In 1885, he was elected as director and the next year as president of the Willimantic Savings Institute, holding the position two years through a critical financial period and placed the institution back on a sound fiscal base.

He soon after began a grain mill in the city, which was located near the center of the city with bin capacities of 12 to 15 thousand bushels. The works operated by a 40-horse engine.

Buck's public positions began when he attained his majority (21 years of age). In 1856, he served as state representative, the youngest member of the House. He held nearly every town office at different times - constable, selectman, assessor, clerk and judge of probate, and served several terms as a state representative.

During the rebellion, he strongly supported the Union cause and, in 1862, was appointed by the town of Ashford to fill its quota of soldiers.

In 1876, he was elected treasurer of the state and served two years. During the year of the Journal article, 1894, he was serving as Bank Commissioner of Connecticut.

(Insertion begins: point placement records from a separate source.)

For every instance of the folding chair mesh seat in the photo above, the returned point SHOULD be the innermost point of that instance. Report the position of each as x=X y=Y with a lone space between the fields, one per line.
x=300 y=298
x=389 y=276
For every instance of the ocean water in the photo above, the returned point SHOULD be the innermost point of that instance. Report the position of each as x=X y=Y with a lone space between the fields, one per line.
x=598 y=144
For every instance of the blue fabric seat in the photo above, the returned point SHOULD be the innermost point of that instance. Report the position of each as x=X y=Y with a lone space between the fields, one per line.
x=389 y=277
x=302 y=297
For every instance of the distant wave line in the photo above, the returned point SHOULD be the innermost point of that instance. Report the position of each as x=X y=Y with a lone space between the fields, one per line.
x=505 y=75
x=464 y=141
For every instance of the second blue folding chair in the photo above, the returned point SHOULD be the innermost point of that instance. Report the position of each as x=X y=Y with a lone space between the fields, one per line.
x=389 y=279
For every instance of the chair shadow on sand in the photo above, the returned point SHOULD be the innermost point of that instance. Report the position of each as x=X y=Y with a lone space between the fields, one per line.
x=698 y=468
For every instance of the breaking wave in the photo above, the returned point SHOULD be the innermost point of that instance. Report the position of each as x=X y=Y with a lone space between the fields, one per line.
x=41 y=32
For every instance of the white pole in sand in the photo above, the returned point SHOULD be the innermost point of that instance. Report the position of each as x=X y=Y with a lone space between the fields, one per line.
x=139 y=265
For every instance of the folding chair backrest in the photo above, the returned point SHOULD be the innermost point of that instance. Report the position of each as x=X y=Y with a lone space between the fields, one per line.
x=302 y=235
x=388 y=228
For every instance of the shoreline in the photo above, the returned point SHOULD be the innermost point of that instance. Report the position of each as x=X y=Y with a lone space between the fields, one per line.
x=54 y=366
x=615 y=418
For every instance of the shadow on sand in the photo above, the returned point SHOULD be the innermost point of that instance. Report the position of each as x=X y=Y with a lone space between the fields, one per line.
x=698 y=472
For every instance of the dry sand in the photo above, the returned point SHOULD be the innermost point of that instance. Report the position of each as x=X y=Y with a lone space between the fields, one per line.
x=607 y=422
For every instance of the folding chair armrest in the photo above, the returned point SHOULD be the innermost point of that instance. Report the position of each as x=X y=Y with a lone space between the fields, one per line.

Buck's advertsing card for Westford factory
Advertising card for Buck
George recalled that his father hired a man on the spot when the man shattered a huge glass blood amber lightning rod ball with a rifle on top of his father's barn. The ball had been blown at the Westford factory.

George also remembers when his grandfather employed about 50 men. Each was paid $18 a day. Buck explained that his grandfather's business flourished because of the factory location on the Continental Road that led to Boston through Boston Hollow and to New York southward.

George Buck moved his family from Ashford to Rutland, Mass., in the 1960s. Left behind are the remnants of the Westford factory in tangled underbrush - some of the furnace pots, blowpipes used as fence posts, and parts of the buildings that once stood on that location plus a trench filled with broken glass bottles and other shards. George's son, Edwin Buck, sold native honey for a few years.

The Buck family continued to live several years in the modest home tucked away along a forgotten road in Massachusetts far from where the glass factory produced great quantities of blown and molded glass for commercial use.

The Westford property presently is owned by Ralph Fletcher, a former First Selectman of Ashford.